For me personally, humility is also an acknowledgement of a particular and important intuition regarding the self, regarding our perception of ourselves. Of how – when as individuals via pathei-mathos or otherwise we experience and then appreciate the numinous – we are not (as we often like to believe) in control of our lives, but instead are subject to supra-personal forces that have often, in the past as now, been variously termed or described as God, the gods, Fate, karma, Allah, wyrd, the cosmic perspective, the acausal, destiny, Μοῖραι τρίμορφοι μνήμονές τ᾽ Ἐρινύες, and so on. Of how such a belief of personally being in control, or of being capable of so being in control, of our lives, is mere egoism at best and, at worst, hubris; an egoism and a hubris that, whether we know or not – and mostly we with our egoism and our hubris do not know – are both the genesis of suffering and the raison d’etat behind our perpetuation of suffering.

David Myatt
September 2012

Notes

[1] Humility is used here, in a spiritual context, to refer to that gentleness, that modest demeanour, that understanding, which derives from an appreciation of the numinous and also from one’s own admitted uncertainty of knowing and one’s acknowledgement of past mistakes. An uncertainty of knowing, an acknowledgement of mistakes, that often derive from πάθει μάθος.

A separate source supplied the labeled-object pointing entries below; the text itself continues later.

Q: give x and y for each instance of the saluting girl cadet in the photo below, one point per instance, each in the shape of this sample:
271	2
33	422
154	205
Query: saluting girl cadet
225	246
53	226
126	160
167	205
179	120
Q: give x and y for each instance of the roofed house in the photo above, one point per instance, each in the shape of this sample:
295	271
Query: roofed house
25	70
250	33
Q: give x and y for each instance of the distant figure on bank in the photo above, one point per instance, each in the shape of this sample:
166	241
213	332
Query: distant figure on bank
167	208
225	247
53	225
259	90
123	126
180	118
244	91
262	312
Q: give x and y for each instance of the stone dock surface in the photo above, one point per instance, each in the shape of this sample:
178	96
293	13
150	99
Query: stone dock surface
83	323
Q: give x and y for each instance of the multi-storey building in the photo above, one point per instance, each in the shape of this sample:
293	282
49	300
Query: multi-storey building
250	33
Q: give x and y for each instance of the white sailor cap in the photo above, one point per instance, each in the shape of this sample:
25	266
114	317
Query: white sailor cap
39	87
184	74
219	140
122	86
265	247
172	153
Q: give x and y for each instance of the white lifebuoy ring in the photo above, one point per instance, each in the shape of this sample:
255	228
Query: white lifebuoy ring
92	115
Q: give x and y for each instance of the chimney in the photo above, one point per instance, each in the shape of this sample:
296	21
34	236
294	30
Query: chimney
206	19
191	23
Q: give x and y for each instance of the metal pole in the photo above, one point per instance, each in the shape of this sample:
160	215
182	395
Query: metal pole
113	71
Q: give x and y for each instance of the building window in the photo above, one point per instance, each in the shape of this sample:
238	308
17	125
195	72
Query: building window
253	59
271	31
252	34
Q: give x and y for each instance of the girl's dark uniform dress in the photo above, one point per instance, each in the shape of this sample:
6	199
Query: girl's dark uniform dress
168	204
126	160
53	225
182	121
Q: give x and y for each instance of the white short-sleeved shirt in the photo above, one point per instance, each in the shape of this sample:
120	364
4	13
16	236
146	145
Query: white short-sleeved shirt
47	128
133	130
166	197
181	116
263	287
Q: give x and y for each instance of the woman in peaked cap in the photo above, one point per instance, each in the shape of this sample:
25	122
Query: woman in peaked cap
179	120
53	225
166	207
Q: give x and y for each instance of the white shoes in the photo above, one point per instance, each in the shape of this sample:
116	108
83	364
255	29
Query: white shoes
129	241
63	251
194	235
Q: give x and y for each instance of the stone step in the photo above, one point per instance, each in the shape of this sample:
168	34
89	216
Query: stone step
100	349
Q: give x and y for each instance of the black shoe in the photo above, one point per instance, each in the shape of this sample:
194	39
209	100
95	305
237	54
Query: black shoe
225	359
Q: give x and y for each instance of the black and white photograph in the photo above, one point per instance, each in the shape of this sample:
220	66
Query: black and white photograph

Humility is thus the natural human balance that offsets the unbalance of hubris (ὕβρις) – the balance that offsets the unbalance of pride and arrogance, and the balance that offsets the unbalance of that certainty of knowing which is one basis for extremism, for extremist beliefs, for fanaticism and intolerance. That is, humility is a manifestation of the natural balance of Life; a restoration of ἁρμονίη, of δίκη, of σωφρονεῖν – of those qualities and virtues – that hubris and extremism, that ἔρις and πόλεμος, undermine, distance us from, and replace.

[2] My experience of various religions – and of other elucidations of ‘that of the numinous’ – has led me to conclude that it is possible to make a distinction between a religion and a Way of Life. One of the differences being that a religion requires and manifests a codified ritual and doctrine and a certain expectation of conformity in terms of doctrine and ritual, as well as a certain organization beyond the local community level resulting in particular individuals assuming or being appointed to positions of authority in matters relating to that religion. In contrast, Ways are more diverse and more an expression of a spiritual ethos, of a customary, and often localized, way of doing certain spiritual things, with there generally being little or no organization beyond the community level and no individuals assuming – or being appointed by some organization – to positions of authority in matters relating to that ethos.

Religions thus tend to develope an organized regulatory and supra-local hierarchy which oversees and appoints those, such as priests or religious teachers, regarded as proficient in spiritual matters and in matters of doctrine and ritual, whereas adherents of Ways tend to locally and informally and communally, and out of respect and a personal knowing, accept certain individuals as having a detailed knowledge and an understanding of the ethos and the practices of that Way.

[3] In terms of my own pathei-mathos, the culture of Islam – manifest in Adab, in Namaz, and in a reliance on only Allah, and a culture lived, experienced, by me over a period of some nine years – was not only a new revelation of the numinous but also a grounding in practical humility. The very performance of Namaz requires and cultivates an attitude of personal humility, most obvious in Sajdah, the prostration to and in the presence of Allah, Ar-Rahman, Ar-Raheem; a personal humility encouraged by Adab, and shared in Jummah Namaz in a Masjid and during Ramadan.